La Strada (Federico Fellini) Italien 1954

„La Strada – Das Lied der Straße“, so der deutsche Verleih-Untertitel, gehört zu den Filmen, die über Jahrzehnte ihre emotionale Kraft bewahrt haben. Er entführt den Zuschauer in eine wundersame, fremde Welt, ohne je die Bodenhaftung zu verlieren (wie es Federico Fellini in späteren Filmen passiert ist).

„La Strada“ beginnt am Meer und endet am Meer. Er beginnt mit Tränen und endet mit Tränen. Am Anfang ist es die Mutter, die ihre Tochter Gelsomina für 10.000 Lire an den herumfahrenden Gaukler Zampano verschachert. Der Gewinn des Geldes ist zugleich der Verlust des Kindes. Am Ende ist es Zampano, der sich endlich seine Gefühle für Gelsomina eingesteht, als sie schon längst gestorben ist.

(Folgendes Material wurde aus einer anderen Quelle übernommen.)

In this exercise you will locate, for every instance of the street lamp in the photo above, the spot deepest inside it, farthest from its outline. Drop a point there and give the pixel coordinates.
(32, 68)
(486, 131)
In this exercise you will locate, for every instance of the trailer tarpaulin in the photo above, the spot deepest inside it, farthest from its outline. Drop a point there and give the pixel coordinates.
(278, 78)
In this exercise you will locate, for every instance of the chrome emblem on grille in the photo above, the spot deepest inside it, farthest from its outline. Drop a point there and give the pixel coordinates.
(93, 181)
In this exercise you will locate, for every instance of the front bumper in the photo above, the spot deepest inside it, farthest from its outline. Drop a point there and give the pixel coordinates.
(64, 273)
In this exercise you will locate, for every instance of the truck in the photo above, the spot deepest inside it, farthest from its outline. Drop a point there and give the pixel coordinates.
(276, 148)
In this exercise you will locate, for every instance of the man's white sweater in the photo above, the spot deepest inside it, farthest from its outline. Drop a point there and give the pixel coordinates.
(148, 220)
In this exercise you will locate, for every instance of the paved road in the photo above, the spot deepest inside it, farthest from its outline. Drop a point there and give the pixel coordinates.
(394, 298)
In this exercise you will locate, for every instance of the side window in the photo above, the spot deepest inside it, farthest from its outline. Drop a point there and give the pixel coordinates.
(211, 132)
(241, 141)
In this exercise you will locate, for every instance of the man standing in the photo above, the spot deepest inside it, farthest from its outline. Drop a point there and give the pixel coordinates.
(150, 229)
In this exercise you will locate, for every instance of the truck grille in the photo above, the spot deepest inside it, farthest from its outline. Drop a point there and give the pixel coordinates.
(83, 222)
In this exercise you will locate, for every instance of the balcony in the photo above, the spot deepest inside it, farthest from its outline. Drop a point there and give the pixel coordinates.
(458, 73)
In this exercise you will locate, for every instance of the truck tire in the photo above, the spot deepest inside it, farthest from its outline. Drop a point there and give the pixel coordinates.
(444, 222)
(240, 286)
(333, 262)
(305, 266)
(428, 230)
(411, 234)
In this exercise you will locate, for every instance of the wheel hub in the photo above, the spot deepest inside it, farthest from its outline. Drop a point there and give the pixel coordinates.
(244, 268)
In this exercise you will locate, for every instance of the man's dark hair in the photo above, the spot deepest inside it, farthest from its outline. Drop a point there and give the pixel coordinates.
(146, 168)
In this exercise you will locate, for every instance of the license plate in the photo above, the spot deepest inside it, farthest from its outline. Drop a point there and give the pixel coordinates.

Zwischen dem dramatischen Beginn und dem Ende liegt ein Roadmovie, das den Zuschauer wie in einem Science-Fiction-Film durch ein verarmtes Nachkriegsitalien führt. Dabei vereint „La Strada“ zwei klassische Erzählmotive: „Die unmögliche Liebe“ und „Das mörderische Dreieck“. Gelsominas Liebe zu Zampano scheitert an seiner Gefühlsarmut, seiner Grobschlächtigkeit, seiner Humorlosigkeit. Als sie seine Schale geknackt hat und er sich zum ersten Mal liebevoll um sie kümmert, ist sie bereits seelisch erkrankt, ist es zu spät. Gelsominas Gefühle für den Artisten Matto haben keine Chance, weil das Abhängigkeitsverhältnis zu Zampano dominant ist. Der behandelt sie wie einen Hund und sie lässt es meistens geschehen. Matto ist die dritte Person, die in diese Beziehung eindringt. Er wirbt um Gelsomina und wäre mit seinem Witz, seiner Phantasie, seiner Lebensfreude der geeignetere Partner. Am Ende stirbt er an den Folgen eines Faustschlags, den Zampano ihm zufügt.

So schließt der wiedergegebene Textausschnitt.